Google Cookie lets you go anywhere

Not surprisingly there’s more announcements of google’s holes - they’ve fixed Aranzulla’s by the looks of things (by stopping any google desktop results from appearing in a web search, good choice) but they’ve still not fixed my google desktop one, although it’s now not exploitable unless you can first get in to the localhost so - look at what happens when getting a cached email message, the search string is written unencoded into the page - </script><script>alert(1)</script> will execute the script, tough to exploit without other bugs, but still shows poor programming practices.

The recent hole again shows they don’t really understand basic security principles - the cookie you get to authenticate you, lasts forever, isn’t tied to ip address or anything, it’s all you need to view gmail, google or anything. People who looked at my sample exploits will note I captured the cookie as part of one of the POC’s - don’t worry if you looked, I won’t be doing anything with the cookie.

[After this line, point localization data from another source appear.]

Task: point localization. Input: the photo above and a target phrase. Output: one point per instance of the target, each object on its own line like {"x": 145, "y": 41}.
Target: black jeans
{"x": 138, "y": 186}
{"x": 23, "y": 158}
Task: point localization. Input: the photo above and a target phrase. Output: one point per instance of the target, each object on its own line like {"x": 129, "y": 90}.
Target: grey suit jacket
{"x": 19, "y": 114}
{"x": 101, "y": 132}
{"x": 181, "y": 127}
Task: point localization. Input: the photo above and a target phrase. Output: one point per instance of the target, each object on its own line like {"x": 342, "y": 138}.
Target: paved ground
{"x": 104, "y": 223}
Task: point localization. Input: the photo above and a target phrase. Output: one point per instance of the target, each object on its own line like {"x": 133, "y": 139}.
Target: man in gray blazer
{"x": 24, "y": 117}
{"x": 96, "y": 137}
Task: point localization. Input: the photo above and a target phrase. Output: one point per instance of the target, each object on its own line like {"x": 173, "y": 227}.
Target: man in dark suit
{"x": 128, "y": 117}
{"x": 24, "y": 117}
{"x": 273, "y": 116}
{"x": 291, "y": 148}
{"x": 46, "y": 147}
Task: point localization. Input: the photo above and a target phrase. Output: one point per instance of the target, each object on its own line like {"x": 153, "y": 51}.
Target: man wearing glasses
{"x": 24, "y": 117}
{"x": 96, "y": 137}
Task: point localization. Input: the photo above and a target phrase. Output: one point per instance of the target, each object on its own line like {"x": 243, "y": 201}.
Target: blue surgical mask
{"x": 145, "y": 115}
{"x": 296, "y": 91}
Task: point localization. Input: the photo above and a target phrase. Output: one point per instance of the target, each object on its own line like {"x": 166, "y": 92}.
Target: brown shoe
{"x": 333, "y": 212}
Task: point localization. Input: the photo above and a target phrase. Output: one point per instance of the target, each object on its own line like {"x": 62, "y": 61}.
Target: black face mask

The Google Cookie problem is pretty obvious, I’d considered it, but not bothere to check figuring that google couldn’t be that stupid to only use a cookie for authentication without basing it on a hash of other details of the request, I should never have underestimated Google’s ability to get security wrong.

Comments

  1. San Diego PC Help Says:

    This is a huge story. I can’t believe it’s being reported so slowly. How many people are already using the google desktop? How many more will use it?